= Jayne Loader =

American director and writer

Jayne Loader (born 1951) is an American director and writer best known for the 1982 Cold War documentary The Atomic Cafe.

==Early life==
She was born in 1951 in Weatherford, Texas. She graduated from Reed College (B.A., 1973) and the University of Michigan (M.A., 1976).

==The Atomic Cafe==
She co-directed The Atomic Cafe (1982) with Pierce Rafferty and Kevin Rafferty and has guested on many television shows, including Late Night With David Letterman. She is the author of Between Pictures (1986, ISBN 0-312-91345-1), a novel, Wild America (1989, ISBN 0-8021-1106-8), a collection of short stories, and articles on film and culture.

==Later years==
In 1995, she created the CD-ROM and Website Public Shelter, which premiered in January 1996 at the New Media Center of the Sundance Film Festival and received two New Media INVISION Awards at Comdex.

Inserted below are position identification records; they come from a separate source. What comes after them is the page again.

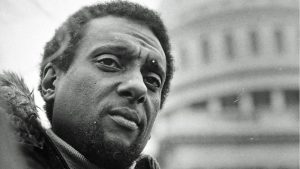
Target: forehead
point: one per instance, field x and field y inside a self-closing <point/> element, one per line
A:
<point x="122" y="31"/>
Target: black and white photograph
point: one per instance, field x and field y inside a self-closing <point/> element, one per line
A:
<point x="149" y="84"/>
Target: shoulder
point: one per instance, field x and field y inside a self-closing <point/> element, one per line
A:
<point x="146" y="162"/>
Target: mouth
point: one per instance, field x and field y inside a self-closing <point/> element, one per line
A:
<point x="125" y="117"/>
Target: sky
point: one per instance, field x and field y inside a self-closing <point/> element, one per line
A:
<point x="25" y="27"/>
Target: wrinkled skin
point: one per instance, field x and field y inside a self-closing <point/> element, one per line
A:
<point x="119" y="64"/>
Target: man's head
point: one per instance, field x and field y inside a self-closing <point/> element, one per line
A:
<point x="104" y="76"/>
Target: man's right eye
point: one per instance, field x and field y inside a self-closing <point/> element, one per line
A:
<point x="108" y="62"/>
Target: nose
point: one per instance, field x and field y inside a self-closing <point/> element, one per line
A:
<point x="134" y="89"/>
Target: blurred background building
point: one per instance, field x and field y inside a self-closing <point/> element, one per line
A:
<point x="234" y="103"/>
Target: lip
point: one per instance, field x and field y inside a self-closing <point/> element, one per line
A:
<point x="125" y="117"/>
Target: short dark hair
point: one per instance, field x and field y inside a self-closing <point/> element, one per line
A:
<point x="60" y="50"/>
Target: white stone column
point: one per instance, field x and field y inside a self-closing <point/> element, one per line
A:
<point x="277" y="101"/>
<point x="214" y="106"/>
<point x="246" y="105"/>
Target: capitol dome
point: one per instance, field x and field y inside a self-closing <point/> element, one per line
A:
<point x="234" y="102"/>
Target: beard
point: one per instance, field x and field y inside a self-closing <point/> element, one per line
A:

From 1995 to 1997, she wrote WWWench, one of the first blogs and traveled the world as a New Media evangelist. In 1988, she debuted as a fictional character in Timothy Leary's What Does WoMan Want? In 1999, she married the astronomer Robert Kirshner. From 2001 to 2007, Loader and Kirshner were the Masters of Quincy House, one of Harvard's twelve undergraduate houses, where they lived with their bull terriers, Astra and Albert. During her tenure at Quincy, Loader renovated the Masters' Residence and Gym; helped to redesign the Dining Hall; gave many parties (assisted by the Quincy House Elves); and launched the controversial Masters' Nights speakers series. While serving on the Steering Group of the Resource Efficiency Program, Loader created the popular Valentine's Day Cosmetics Drive (2003–present), which survives her under the aegis of the Harvard Office for Sustainability.

She lives in Friendship, Maine and Pasadena, California.